Aside from survival, axolotls also breathe through their lungs out of playfulness.
They take a small breath of air and use it as an airbag to float themselves in the aquarium.
Can Axolotls Survive Outside The Water?
Axolotls can’t survive outside the water for too long. They are amphibians who can breathe out of the water using their lungs. However, the lungs of axolotls are underdeveloped compared to other terrestrial creatures. So axolotls remain in the water as staying out for too long can be fatal.
Axolotls have adapted to live in the water.
Although they have multiple breathing systems, including lungs to breathe air, they remain aquatic as they are in their larval stage.
Underwater, axolotls use gills to allow water to move through their tiny membranes.
These membranes filter oxygen and pass it straight to the bloodstream while pushing carbon dioxide back into the water.
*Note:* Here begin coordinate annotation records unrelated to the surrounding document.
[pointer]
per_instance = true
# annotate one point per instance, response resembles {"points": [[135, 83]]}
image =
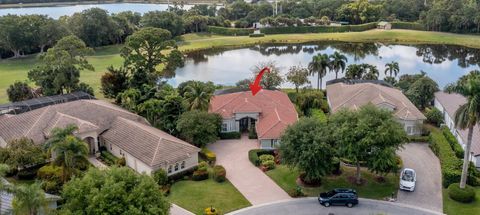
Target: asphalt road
{"points": [[310, 206], [428, 188]]}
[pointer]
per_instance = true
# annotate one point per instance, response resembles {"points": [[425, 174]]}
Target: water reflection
{"points": [[443, 63]]}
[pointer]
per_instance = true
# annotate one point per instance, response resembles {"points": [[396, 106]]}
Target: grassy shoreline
{"points": [[17, 69]]}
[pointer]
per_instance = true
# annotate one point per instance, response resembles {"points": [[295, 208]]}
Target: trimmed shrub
{"points": [[257, 35], [408, 25], [219, 173], [453, 142], [451, 165], [160, 176], [208, 155], [461, 195], [230, 135], [229, 31], [434, 116], [255, 153]]}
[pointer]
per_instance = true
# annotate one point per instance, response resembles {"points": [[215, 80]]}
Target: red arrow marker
{"points": [[255, 87]]}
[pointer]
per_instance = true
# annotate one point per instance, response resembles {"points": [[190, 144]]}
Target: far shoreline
{"points": [[73, 3]]}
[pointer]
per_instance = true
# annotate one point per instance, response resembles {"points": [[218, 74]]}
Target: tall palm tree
{"points": [[197, 96], [319, 65], [339, 62], [468, 115], [392, 68], [69, 154], [28, 199]]}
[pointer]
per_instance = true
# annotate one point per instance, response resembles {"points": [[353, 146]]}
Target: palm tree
{"points": [[197, 96], [468, 115], [392, 68], [338, 62], [69, 154], [28, 199], [319, 65]]}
Their lungs are underdeveloped and have a limited capacity to function for a few minutes outside the aquatic environment.
So they can’t support the axolotls for too long.
If an axolotl is past its young age and metamorphosed into adulthood, then this doesn’t apply.
However, it’s rare as the axolotls don’t typically undergo metamorphosis.
Instead, the axolotls exhibit a paedomorphic development mode that allows for an entirely aquatic lifecycle.
So, it’s not a good idea to take axolotls out of the water for too long.
How Long Can Axolotls Hold Their Breath Outside Water?
Axolotls are primarily aquatic, and it’s natural for them to breathe through their skin and gills.
So axolotls will rarely come out of the water to breathe through their mouths.
As amphibians, axolotls have both lungs and gills for breathing.
However, they have never lived out of the water for a prolonged duration, so it’s not natural for them to live out of water.
Axolotls can only breathe out of the water for a few minutes as they have a set of rudimentary lungs. Unfortunately, their lungs are underdeveloped compared to terrestrial animals.
Axolotls get stressed outside the water as they can’t breathe through their lungs for long.
Staying out of their aquatic environment for too long can be fatal for them.
Axolotls can also breathe through their skin, just like other amphibians.
However, the amount of oxygen processed through their skin can’t support them for too long outside the water.
Axolotls can come out of the water only for short periods. However, they can’t live outside the water for long.